Weil Eike Schmidt erst im November 2019 antreten sollte, blieb nach dem regulären Vertragsende Sabine Haags per Ende 2018 ein zehnmonatiges Loch. Obwohl dies seit Herbst 2017 klar war, blieb Kulturminister Gernot Blümel (ÖVP) untätig und ließ die Leitung des Komplexes aus Kunsthistorischem Museum, Theatermuseum, Weltmuseum, Schatzkammer, Wagenburg und Schloss Ambras im Unklaren. Erst am 19. Dezember 2018 gab er bekannt, dass Sabine Haag zwölf Tage später bitte schön als interimistische Leiterin bleiben solle.
Derweil fuhr sie mit der bis Jänner 2019 dauernden Bruegel-Schau einen 400.000er-Rekord ein: die höchste je in einer KHM-Ausstellung erreichte Besucherzahl. Und sie legte einen Joker nach dem anderen hin: Wes Anderson als Kurator, Mark Rothko für eine Retrospektive und derzeit Caravaggio & Bernini. Der nächste Coup ist vorbereitet: Ab März 2020 wird das KHM mit dem Archiv der Gesellschaft der Musikfreunde das Beethoven-Jahr feiern – mit Werken von Caspar David Friedrich, William Turner, Francisco de Goya, Anselm Kiefer, Jorinde Voigt, Auguste Rodin, Rebecca Horn und John Baldessari.

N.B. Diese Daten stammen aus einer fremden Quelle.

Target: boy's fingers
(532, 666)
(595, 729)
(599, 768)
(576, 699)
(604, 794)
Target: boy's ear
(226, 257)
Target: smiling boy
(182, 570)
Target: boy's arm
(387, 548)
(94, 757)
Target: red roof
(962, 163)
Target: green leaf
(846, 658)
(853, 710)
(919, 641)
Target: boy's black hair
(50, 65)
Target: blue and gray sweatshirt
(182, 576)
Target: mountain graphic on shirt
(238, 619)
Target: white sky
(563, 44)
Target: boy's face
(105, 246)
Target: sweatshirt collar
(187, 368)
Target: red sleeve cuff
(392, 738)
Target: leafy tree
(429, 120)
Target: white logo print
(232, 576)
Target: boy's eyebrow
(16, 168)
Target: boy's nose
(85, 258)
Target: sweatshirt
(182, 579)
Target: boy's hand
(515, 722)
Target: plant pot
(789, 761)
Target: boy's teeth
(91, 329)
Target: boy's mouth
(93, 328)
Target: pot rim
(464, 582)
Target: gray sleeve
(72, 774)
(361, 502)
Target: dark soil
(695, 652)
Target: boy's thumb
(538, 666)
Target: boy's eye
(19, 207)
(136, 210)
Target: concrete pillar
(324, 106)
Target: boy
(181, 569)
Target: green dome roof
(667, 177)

All die Demütigungen ihrer Nicht-Verlängerung – für sie wie für die Institution des KHM-Museumsverbandes
– bedenkend, ist zu verstehen, dass sie ab 19. Oktober 2019 auf die Frage, ob sie sich in der soeben lancierten Ausschreibung der Generaldirektion bewerbe, nur noch schwieg.
Gut zwei Wochen zuvor hatte ihr designierter Nachfolger Eike Schmidt einen Haken geschlagen: Er tat Anfang Oktober kund, was in Medien mehrmals als Gerücht kursiert, von ihm aber jedes Mal dementiert worden war: Er bleibe in Florenz. Die ihm dafür in Österreich angehängte schlechte Nachrede ist längst nicht verstummt. Er muss angeblich 40.000 Euro Schadenersatz für die wegen seiner plötzlichen Absage nötig gewordene neue Ausschreibung berappen.

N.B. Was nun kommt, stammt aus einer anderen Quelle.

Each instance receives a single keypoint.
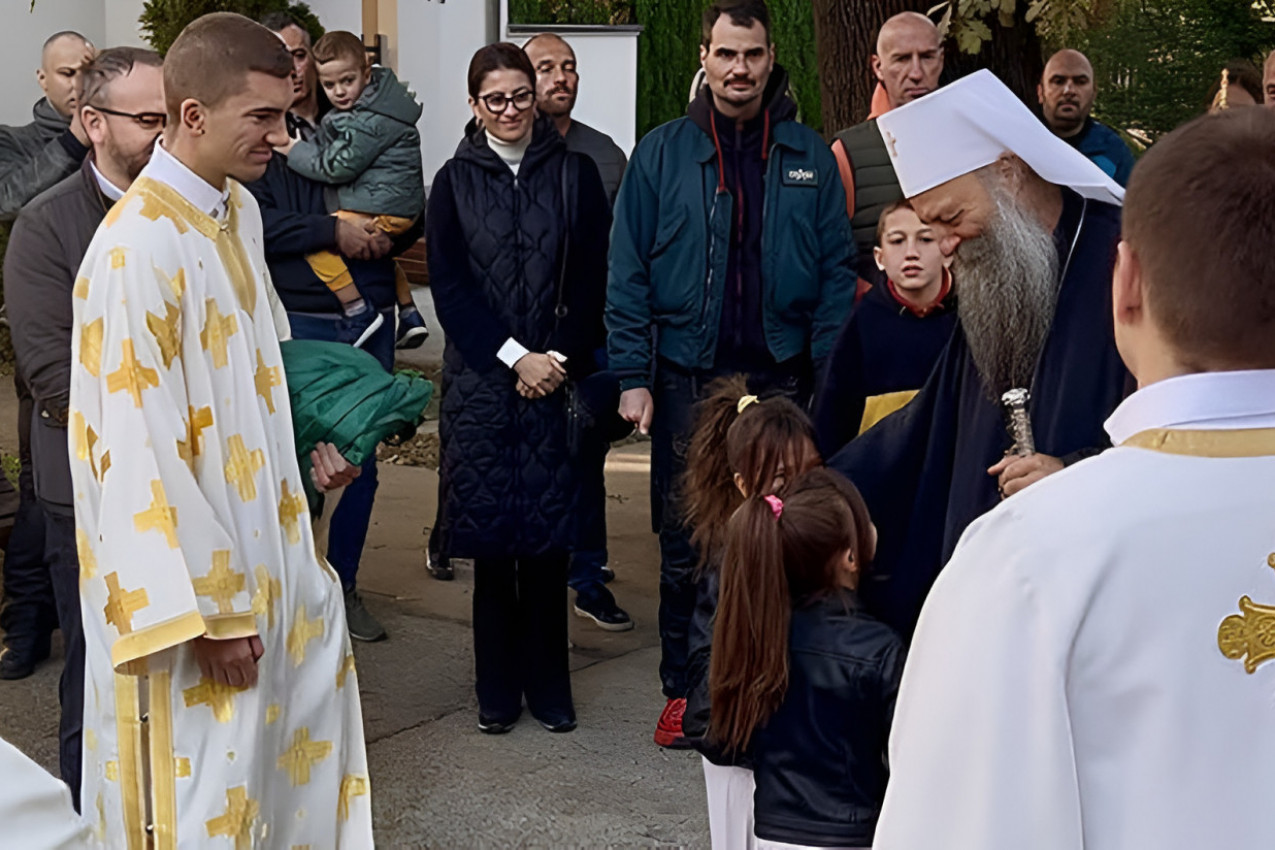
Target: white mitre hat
(969, 124)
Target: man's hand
(358, 244)
(638, 407)
(1018, 473)
(330, 470)
(231, 662)
(541, 374)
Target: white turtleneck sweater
(511, 154)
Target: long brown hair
(779, 552)
(756, 442)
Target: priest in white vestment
(1095, 667)
(222, 709)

Auch Eike Schmidts Schwenk war von einem Ministerwechsel begleitet: Nach einem Zwischenspiel von Alberto Bonisoli (Fünf Sterne) kehrte Dario Franceschini als Italiens Kulturminister zurück, der Eike Schmidt 2015 in den Florentiner Tanker geholt hatte. Der hatte dort mit famoser Verve Reformen angepackt – Kassen, Restaurierungen, Sonderprojekte. Kein Wunder: Nach seiner Absage in Wien verlängerte Franceschini Eike Schmidts Vertrag in Florenz um vier Jahre.
Sabine Haag kommentierte ihre Wiederbestellung mit Grandezza. „Ich freue mich sehr über die Bestellung zur Generaldirektorin des KHM-Museumsverbands für weitere fünf Jahre“, gab sie bekannt. „Es ist nicht nur eine große Ehre und persönliche Auszeichnung, sondern bestärkt unsere gemeinsame Geschäftsführung (mit Paul Frey, Anm.).“Es gebe weitere Projekte in Hinblick auf die Besucher, „die sich täglich an unseren Sammlungen von Weltrang erfreuen“.